Wednesday, May 1, 2019

Every 40 seconds, one person in the United States experiences a stroke.

A stroke occurs when blood flow is cut off to the brain causing the brain tissue to die, which may result in permanent damage or death. Stroke is the leading cause of disability and the second leading cause of death nationally.

Although there are several risk factors not within your control — family history, age and history of prior stroke or heart attack — there are many steps you can take to help prevent a stroke. Obesity, smoking and overconsumption of alcohol, for example, can lead to a stroke.  

“Stroke care starts in the community with prevention,” said Dr. Smaranda Galis, co-medical director of Norman Regional’s stroke program. “We’re learning every day that there is much more we can do to treat stroke, but we're also learning that taking care of our own health by living a healthy lifestyle is just as important as acute stroke treatment.”


Tips to Prevent a Stroke

  • Quit smoking and limit exposure to second-hand smoke.
  • Drink alcohol in moderation or not at all.   
  • Stay physically active by setting a daily exercise routine and keeping to your routine.
  • Improve your eating habits by choosing low-fat and low-sodium foods.
  • Know your numbers — cholesterol, blood pressure and blood glucose — and keep them controlled.
  • Find healthy ways to decrease your stress level.
  • Receive regular check-ups with your doctors to manage your medications, address your mental health needs and manage any current medical problems that may put you at higher risk for a stroke.


Recognizing Signs of a Stroke

Although the preference is to prevent a stroke from occurring, it is also important to recognize the warning signs of a stroke and act “FAST.” If you notice someone with the following symptoms, call 911.

  • Face drooping: Does one side of the face droop or is it numb? Ask the person to smile. Is the person’s smile uneven or lopsided?
  • Arm weakness: Is the arm weak or numb?

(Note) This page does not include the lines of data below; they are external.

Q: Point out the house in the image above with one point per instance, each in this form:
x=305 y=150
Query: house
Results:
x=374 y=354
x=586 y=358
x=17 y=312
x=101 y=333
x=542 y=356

Ask the person to raise both arms. Does one arm drift downward?
  • Speech difficulty: Is speech slurred? Is the person unable to speak or hard to understand? Ask the person to repeat a simple sentence.
  • Time to call 911: If the person shows ANY of these symptoms, even if the symptoms go away, call 911 immediately. Stroke treatment can start as soon as the paramedics reach you.